Not every breast cancer patient needs the same treatment. While chemotherapy and/or radiation therapy are effective treatments, not all women benefit from these modalities equally. In fact, for some women the risks of therapy may outweigh the benefit. Today, doctors are increasingly using genomic testing such as the Oncotype DX® test to help better understand patients’ individual tumour biology to determine the most appropriate treatment after surgery.

Oncotype DX, is a commercial genomic test that analyses the activity of a group of cancer genes in breast tumour tissue. The test provides information regarding the:

  • Chance of your breast cancer returning
  • Likelihood that you might benefit from chemotherapy in addition to standard hormonal treatment.

Oncotype DX analyses a panel of 21 genes within a tumour to determine a Recurrence Score®. The Recurrence Score is a number between 0 and 100 that corresponds to a specific likelihood of early stage breast cancer recurrence within 10 years of the initial diagnosis. The interpretation of the scores is as follows:

  • Recurrence Score lower than 18: The cancer has a low risk of recurrence. The Oncotype DX result also predicts little to no benefit from chemotherapy. Therefore having chemotherapy would mean enduring the unpleasant side effects for no real benefit.
  • Recurrence Score between 18 and 31: The cancer has an intermediate risk of recurrence. The chemotherapy benefit is less clear and other factors will need to be considered by your doctor, along with the Oncotype DX result, to determine the most appropriate treatment for you.
  • Recurrence Score greater than 31: The cancer has a high risk of recurrence, and the Oncotype DX result predicts a large benefit from chemotherapy. Therefore, adding chemotherapy to your hormone treatment will likely reduce the chance of the cancer recurring.

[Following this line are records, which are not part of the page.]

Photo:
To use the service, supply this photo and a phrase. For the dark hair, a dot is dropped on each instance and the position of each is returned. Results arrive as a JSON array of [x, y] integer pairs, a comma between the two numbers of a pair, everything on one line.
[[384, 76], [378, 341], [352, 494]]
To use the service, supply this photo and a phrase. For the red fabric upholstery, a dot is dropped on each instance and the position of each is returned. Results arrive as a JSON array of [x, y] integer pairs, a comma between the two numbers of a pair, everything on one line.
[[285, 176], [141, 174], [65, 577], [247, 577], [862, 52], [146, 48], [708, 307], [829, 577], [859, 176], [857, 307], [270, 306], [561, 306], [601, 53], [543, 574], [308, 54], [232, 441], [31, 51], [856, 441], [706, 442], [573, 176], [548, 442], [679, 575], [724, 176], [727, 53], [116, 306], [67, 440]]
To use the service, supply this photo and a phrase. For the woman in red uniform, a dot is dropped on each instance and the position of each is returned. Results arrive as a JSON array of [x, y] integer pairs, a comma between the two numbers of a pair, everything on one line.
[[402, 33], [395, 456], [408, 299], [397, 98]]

To be eligible for the test, your early stage breast cancer must be oestrogen receptor positive (ER+ve), negative for human epidermal growth factor receptor (HER2-ve) and be node negative or node positive in post-menopausal women. The test is performed on a small piece of tissue removed during your surgery. Only a health care professional may request this test (your breast surgeon or oncologist) and you need to be aware that the cost of this test is in the region of $(AUS) 4,500.

Oncotype DX is performed by Genomic Health in its CLIA-certified, CAP-accredited reference laboratory in the USA. Results are available within 3 to 4 weeks.

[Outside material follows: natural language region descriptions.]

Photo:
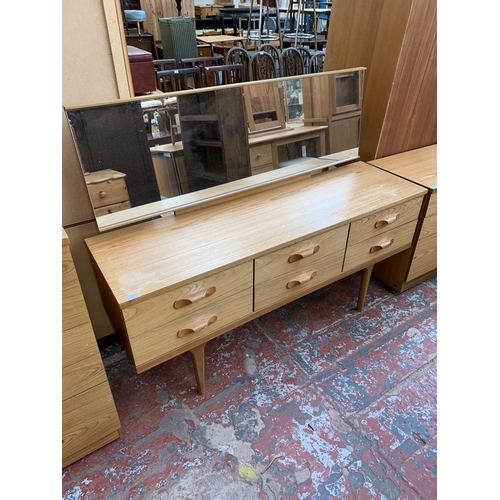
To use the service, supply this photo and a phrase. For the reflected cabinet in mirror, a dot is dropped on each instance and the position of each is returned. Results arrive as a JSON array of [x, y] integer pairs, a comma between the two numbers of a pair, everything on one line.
[[153, 154]]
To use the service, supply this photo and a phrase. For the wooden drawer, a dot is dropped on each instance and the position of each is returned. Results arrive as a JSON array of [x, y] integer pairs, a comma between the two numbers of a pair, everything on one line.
[[74, 311], [89, 421], [425, 257], [78, 343], [429, 226], [377, 247], [108, 192], [167, 338], [260, 156], [378, 223], [152, 313], [82, 376], [111, 209], [298, 269], [301, 256]]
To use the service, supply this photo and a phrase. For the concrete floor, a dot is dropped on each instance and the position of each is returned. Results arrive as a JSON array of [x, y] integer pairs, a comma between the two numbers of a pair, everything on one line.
[[311, 401]]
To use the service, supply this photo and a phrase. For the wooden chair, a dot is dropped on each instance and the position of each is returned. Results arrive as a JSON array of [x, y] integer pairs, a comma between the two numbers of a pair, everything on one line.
[[225, 74], [238, 55], [274, 52], [262, 66], [172, 80], [316, 62], [201, 62], [306, 56], [291, 62], [164, 64]]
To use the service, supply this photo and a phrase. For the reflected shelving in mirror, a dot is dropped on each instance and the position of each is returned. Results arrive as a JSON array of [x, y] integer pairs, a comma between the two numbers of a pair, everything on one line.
[[177, 150]]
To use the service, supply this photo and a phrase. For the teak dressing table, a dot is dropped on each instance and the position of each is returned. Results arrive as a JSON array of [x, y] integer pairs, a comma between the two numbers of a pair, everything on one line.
[[173, 283]]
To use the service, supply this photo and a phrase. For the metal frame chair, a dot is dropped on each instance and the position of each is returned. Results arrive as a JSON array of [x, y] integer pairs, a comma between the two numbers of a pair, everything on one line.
[[291, 62]]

The Oncotype DX test has been evaluated in numerous clinical studies involving more than 6000 patients. Since becoming available in 2004, more than 440,000 Oncotype DX test have been requested by nearly 20,000 doctors (on behalf of their patients) in more than 70 countries.

Oncotype DX test results are not enough on their own to guide treatment. Your doctor will consider your test score along with other aspects of your cancer and your health to decide on the best treatment. These factors can include the tumor size and grade, the number of hormone receptors in your cancer (many or just a few), and your age.


Gene expression and benefit of chemotherapy in women with node-negative, estrogen receptor-positive breast cancer. Paik S1, Tang G, Shak S, Kim C, Baker J, Kim W, Cronin M, Baehner FL, Watson D, Bryant J, Costantino JP, Geyer CE Jr, Wickerham DL, Wolmark N. J Clin Oncol. 2006 Aug 10;24(23):3726-34.

The impact of a genomic assay (Oncotype DX) on adjuvant treatment recommendations in early breast cancer. Richard H de Boer, Caroline Baker, David Speakman, Calvin Y Chao, Carl Yoshizawa and G Bruce Mann. Med J Aust 2013; 199 (3): 205-208.

Prognostic and predictive value of the 21-gene recurrence score assay in postmenopausal women with node-positive, oestrogen-receptor-positive breast cancer on chemotherapy: a retrospective analysis of a randomised trial. Albain KS; Barlow WE; Shak S; Hortobagyi GN; Livingston RB; Yeh IT; Ravdin P; Bugarini R; Baehner FL; Davidson NE; Sledge GW; Winer EP; Hudis C; Ingle JN; Perez EA; Pritchard KI; Shepherd L; Gralow JR; Yoshizawa C; Allred DC; Osborne CK; Hayes DF; Breast Cancer Intergroup of North America. Lancet Oncology. 11(1):55-65, 2010 Jan.